Apple stock (AAPL) is struggling to recover from the sharp drop it took after the company issued an earnings report that was broadly in line with Wall Street forecasts but failed to live up to apparently higher expectations that had sent the stock soaring in preceding weeks. After peaking at $319 on Oct. 18, Apple closed Wednesday at $312.80.

With the price still high, shareholders may want to take profits and put them to good use elsewhere, and investors who missed the boat may prefer to hop aboard a less flashy but potentially sturdier craft. There are plenty to choose from, including nearly 200 companies that are cheaper than Apple, based on its price-earnings ratio of 20.4, and for which analysts have higher earnings forecasts than the 16 percent five-year annualized growth rate projected for Apple.

The companies are scattered across many industries and are big and small, foreign and domestic. The ones that seem to have the most attractive prospects tend to be based abroad. Here are five examples:

Research in Motion (RIMM) is an old favorite of this blog, although not a favorite among investors lately. Dissatisfaction with some of the Canadian company's new products, especially the BlackBerry Torch and the PlayBook tablet computer, has left the stock trading at less than 11 times earnings, yet Wall Street still predicts annual earnings growth of nearly 22 percent.

Toyota Motor stock (TM) plunged early this year when problems with the accelerators on some models came to light. The share price has been stuck in the low $70s for much of the time since then, despite the progress that Toyota has made in fixing faulty cars and making adjustments to avoid new defects. Even with sagging earnings, the result of the sluggish global economy, as well as the cost of the massive recalls, Toyota has a PE of less than 19. Its earnings are forecast to make a strong recovery - accelerate, you might say - with five-year annualized growth of 33 percent.

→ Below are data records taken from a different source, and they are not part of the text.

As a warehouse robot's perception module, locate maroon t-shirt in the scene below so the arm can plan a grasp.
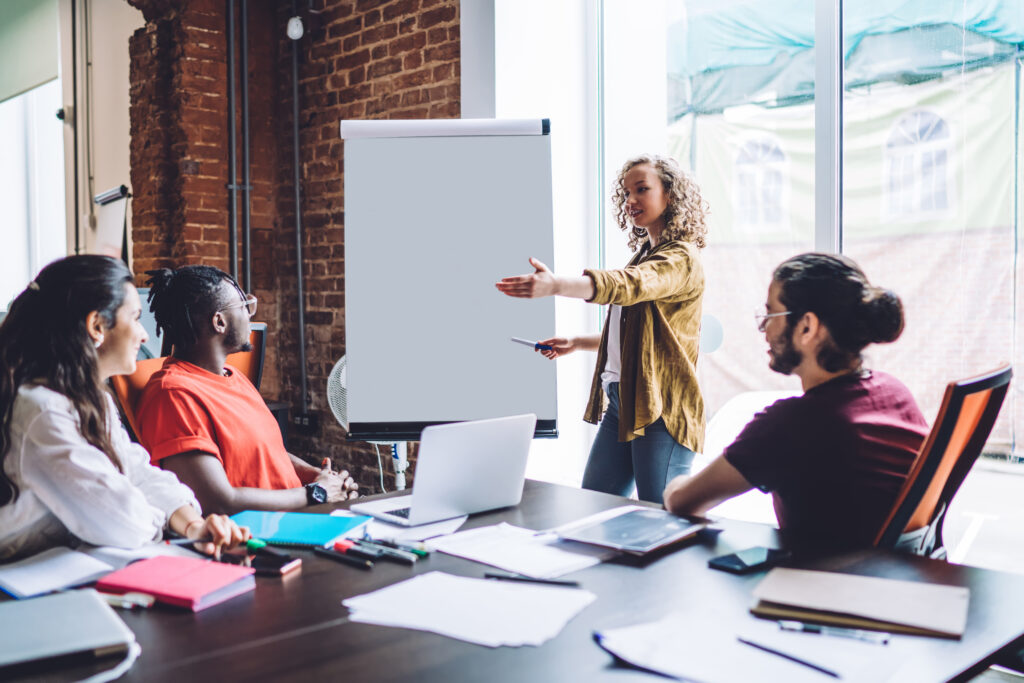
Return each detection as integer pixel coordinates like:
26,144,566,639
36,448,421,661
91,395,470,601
724,372,928,551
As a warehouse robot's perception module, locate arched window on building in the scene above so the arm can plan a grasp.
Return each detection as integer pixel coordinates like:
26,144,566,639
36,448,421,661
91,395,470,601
885,111,951,218
733,138,787,230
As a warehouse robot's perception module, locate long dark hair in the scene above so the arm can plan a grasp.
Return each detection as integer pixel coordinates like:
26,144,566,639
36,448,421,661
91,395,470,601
773,253,903,373
0,254,133,506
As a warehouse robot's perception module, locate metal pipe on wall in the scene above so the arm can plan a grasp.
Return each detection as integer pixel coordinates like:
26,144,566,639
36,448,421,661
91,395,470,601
225,0,239,280
242,0,253,293
292,0,309,415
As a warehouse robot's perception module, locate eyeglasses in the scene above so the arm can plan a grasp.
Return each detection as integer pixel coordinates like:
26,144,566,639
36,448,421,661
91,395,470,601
220,294,256,317
754,310,790,332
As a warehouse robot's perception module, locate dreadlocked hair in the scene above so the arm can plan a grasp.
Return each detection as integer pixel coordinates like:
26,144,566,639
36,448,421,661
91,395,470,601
0,254,133,506
145,265,242,349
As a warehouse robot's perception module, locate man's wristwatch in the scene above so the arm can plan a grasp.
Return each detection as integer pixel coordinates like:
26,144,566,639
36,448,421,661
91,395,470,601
305,481,327,505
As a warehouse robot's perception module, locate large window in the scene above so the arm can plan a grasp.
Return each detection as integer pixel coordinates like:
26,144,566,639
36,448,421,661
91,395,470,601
843,7,1024,459
481,0,1024,511
0,81,68,311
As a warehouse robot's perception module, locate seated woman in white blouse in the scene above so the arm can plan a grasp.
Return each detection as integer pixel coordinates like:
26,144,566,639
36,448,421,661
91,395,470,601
0,255,249,561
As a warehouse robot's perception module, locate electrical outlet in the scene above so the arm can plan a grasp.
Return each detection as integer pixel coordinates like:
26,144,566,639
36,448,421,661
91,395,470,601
292,413,319,434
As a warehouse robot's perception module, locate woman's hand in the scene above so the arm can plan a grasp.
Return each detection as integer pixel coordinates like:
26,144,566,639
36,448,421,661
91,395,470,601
537,337,580,360
184,515,253,559
495,258,558,299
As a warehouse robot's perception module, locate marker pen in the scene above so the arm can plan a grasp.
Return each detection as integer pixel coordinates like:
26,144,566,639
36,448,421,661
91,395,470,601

China Petroleum & Chemical, better known as Sinopec (SNP) gives investors two hot stories to play - China and commodities - for the price of one. Actually, with its PE ratio of less than 9, far below the valuation of the broad market, Sinopec offers two hot stories for considerably less than the price of one. Just how hot the stories are is suggested in the 28 percent annual earnings growth forecast for Sinopec.

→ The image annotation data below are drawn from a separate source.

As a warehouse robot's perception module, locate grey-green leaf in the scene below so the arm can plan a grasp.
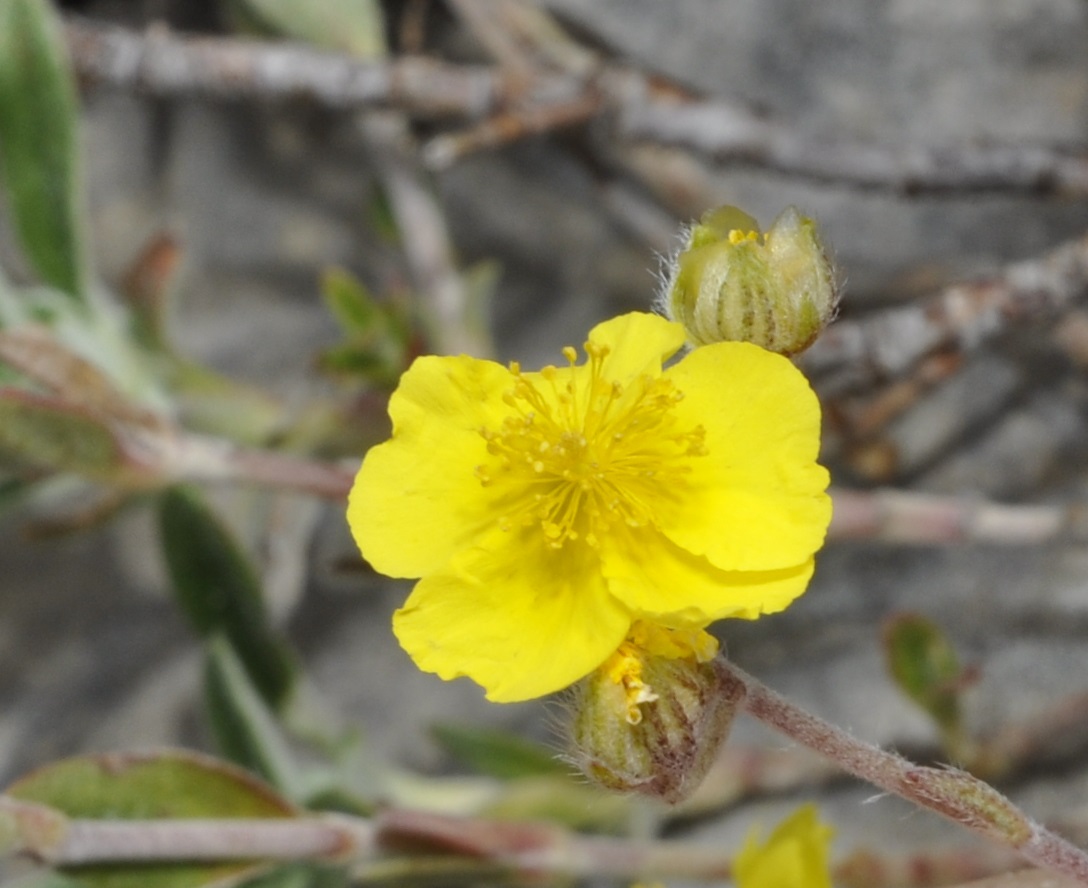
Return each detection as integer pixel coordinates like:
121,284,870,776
0,0,87,297
159,488,295,708
431,724,571,779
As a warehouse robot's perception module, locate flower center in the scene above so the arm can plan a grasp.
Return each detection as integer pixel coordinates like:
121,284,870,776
477,343,706,548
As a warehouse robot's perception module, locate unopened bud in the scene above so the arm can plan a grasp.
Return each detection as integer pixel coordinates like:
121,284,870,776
571,624,744,804
665,207,839,355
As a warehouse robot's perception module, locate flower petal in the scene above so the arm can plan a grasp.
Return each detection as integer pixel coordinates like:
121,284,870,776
655,343,831,570
393,528,631,703
589,311,685,382
601,528,815,627
347,355,512,577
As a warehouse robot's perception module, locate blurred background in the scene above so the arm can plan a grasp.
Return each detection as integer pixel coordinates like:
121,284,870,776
0,0,1088,879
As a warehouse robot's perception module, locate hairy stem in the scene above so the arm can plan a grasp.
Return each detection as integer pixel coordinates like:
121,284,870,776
725,661,1088,885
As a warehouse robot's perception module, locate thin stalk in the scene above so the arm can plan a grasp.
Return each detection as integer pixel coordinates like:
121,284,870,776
724,661,1088,886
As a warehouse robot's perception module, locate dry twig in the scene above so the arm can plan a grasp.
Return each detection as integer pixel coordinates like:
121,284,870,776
801,237,1088,386
67,22,1088,197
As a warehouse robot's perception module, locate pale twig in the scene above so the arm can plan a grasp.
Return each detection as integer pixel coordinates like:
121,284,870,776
828,488,1074,545
66,21,515,118
721,659,1088,885
359,112,492,358
672,744,842,819
820,352,963,441
831,844,1027,888
67,22,1088,196
421,93,602,170
0,799,731,879
950,870,1081,888
619,101,1088,197
801,230,1088,385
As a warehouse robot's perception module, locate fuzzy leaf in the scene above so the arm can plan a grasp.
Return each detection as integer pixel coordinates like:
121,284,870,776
203,636,299,798
431,725,571,779
883,614,963,731
159,488,295,708
0,0,86,298
0,387,125,480
8,750,297,888
233,0,385,59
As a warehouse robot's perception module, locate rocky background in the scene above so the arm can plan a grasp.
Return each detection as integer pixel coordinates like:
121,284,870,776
0,0,1088,879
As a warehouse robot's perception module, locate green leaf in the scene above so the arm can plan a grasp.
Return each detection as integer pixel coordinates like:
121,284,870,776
321,268,381,335
0,0,86,298
159,488,295,708
8,750,298,888
3,871,86,888
0,387,126,481
238,863,348,888
431,725,571,779
205,636,300,799
233,0,386,59
883,614,963,733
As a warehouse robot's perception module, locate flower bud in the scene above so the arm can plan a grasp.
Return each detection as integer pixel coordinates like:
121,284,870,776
571,622,744,804
664,207,839,355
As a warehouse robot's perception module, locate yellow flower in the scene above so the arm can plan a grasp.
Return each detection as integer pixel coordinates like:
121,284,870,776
348,313,830,702
733,804,834,888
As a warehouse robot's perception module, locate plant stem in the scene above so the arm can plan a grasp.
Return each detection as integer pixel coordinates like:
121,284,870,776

JA Solar (JASO) embodies those same two popular investment themes plus a third: environmental protection. As with Sinopec, an investment in JA Solar, a Chinese maker of solar cells, allows big ideas to be snapped up at small prices. The stock trades at about 13 times earnings, with nearly 24 percent annual earnings growth forecast.

Navios Maritime Holdings (NM), a Greek shipping company, is dirt cheap by nearly any standard of measurement. Navios trades at less than 6 times earnings and just 0.6 times book value, or the intrinsic worth of its net assets. Few big-time analysts follow the company, which has a market value of about $600 million. The small size may account for the lack of coverage, or maybe it's the other way around.

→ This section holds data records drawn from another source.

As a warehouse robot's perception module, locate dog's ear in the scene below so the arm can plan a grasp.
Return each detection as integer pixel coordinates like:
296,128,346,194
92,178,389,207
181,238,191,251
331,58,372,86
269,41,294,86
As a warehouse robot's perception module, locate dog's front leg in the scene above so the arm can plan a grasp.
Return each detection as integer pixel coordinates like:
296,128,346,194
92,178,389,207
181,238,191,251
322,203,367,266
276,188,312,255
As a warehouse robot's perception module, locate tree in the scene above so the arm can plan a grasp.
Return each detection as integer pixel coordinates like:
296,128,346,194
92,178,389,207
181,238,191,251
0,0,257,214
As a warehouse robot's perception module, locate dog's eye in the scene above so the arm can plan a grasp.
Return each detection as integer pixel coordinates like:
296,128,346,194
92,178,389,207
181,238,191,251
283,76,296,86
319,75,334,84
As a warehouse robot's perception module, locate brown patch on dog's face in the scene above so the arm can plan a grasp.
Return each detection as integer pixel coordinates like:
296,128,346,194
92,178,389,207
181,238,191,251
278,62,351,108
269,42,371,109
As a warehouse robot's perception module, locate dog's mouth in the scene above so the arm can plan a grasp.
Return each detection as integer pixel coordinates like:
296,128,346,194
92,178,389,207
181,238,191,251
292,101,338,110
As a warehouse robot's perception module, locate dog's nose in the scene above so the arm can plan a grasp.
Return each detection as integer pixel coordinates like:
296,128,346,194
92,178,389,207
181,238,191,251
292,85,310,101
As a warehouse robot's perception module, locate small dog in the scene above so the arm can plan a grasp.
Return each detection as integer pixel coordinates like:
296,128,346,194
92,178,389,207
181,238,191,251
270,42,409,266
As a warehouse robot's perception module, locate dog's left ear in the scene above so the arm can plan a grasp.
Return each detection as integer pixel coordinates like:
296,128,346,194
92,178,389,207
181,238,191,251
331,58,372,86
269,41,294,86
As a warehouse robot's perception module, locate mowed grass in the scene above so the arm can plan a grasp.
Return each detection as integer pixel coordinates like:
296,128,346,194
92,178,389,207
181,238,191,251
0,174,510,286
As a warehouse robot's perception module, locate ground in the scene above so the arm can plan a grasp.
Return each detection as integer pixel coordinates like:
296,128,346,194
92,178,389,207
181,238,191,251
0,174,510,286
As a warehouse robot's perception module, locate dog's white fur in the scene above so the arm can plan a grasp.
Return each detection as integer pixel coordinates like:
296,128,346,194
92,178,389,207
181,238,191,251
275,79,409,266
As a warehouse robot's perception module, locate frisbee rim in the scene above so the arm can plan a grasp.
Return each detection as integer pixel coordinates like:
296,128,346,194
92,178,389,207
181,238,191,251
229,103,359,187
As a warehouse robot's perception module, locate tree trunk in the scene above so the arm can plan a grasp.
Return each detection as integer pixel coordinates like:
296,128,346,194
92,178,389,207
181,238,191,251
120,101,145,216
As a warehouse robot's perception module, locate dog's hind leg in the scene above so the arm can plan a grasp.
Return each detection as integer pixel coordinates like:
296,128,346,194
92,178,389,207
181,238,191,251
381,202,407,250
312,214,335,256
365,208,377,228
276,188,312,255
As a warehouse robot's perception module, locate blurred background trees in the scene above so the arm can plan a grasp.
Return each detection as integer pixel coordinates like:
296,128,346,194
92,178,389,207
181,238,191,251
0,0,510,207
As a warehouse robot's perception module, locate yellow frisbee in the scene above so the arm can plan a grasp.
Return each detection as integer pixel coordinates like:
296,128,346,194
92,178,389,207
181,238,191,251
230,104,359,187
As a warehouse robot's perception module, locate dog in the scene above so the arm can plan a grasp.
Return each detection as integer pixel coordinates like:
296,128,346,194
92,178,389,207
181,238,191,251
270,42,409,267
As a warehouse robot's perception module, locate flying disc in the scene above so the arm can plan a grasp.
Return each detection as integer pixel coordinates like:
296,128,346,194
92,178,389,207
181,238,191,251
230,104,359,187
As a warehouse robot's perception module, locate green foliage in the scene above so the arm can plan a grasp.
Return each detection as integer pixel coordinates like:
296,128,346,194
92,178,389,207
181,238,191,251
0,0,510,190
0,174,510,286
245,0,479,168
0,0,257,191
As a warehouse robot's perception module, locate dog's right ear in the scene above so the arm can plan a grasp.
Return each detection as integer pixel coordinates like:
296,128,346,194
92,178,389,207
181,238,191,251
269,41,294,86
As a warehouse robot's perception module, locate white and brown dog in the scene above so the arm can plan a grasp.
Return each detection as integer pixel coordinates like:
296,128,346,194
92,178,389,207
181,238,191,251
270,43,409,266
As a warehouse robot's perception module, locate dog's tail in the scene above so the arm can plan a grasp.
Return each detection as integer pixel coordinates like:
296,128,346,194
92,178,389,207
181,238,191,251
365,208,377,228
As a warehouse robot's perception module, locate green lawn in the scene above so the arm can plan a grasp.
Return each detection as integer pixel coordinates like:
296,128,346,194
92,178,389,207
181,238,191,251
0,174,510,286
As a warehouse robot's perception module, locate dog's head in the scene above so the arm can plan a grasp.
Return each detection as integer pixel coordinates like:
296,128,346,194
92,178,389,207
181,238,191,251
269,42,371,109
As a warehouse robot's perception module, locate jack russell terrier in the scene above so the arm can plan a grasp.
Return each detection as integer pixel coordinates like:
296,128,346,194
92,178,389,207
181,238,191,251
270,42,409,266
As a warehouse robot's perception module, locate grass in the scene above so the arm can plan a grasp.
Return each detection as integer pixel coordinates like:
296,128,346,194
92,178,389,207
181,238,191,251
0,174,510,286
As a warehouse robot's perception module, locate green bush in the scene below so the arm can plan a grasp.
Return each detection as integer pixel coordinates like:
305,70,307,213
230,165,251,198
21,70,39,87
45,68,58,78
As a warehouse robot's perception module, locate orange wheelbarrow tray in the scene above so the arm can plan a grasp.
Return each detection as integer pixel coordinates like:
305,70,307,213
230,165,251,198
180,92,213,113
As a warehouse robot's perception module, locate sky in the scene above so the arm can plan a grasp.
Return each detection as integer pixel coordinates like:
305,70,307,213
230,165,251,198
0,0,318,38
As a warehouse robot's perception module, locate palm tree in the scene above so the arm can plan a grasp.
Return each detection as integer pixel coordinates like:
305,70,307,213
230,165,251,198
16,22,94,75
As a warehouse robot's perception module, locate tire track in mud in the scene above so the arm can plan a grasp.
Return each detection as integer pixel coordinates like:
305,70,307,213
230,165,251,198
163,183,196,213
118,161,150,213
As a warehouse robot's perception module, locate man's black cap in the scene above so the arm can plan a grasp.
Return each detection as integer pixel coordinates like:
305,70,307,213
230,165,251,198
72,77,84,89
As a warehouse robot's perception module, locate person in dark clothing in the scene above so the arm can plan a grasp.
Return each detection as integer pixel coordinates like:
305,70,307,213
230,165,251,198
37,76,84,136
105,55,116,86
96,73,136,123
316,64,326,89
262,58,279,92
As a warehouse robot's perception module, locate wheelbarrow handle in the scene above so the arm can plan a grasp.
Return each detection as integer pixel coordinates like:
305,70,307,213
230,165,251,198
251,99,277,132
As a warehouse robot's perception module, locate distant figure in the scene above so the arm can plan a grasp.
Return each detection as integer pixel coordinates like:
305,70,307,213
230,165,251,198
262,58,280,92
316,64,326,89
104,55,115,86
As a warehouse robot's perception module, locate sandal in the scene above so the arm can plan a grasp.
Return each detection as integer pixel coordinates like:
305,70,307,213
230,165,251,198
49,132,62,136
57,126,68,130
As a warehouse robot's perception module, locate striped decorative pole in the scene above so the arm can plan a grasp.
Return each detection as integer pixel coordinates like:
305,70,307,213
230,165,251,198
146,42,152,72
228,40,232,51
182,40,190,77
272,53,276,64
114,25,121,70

Navios does have a lot of debt on its books - roughly three times the company's equity - but that's common for shipping companies, and Navios evidently has no trouble covering payments from its operating earnings. Being Greek probably causes investors to look askance too. All of those factors must not be too bad for business, however. Navios is expected to increase earnings by an enormous 45 percent a year.

Cars, cargo ships and oil may not have the cachet of an iPad, and none of these five stocks can inspire the feverish desire that Apple does. But when it comes to investing, it's generally better to buy before something becomes too hot or too cool.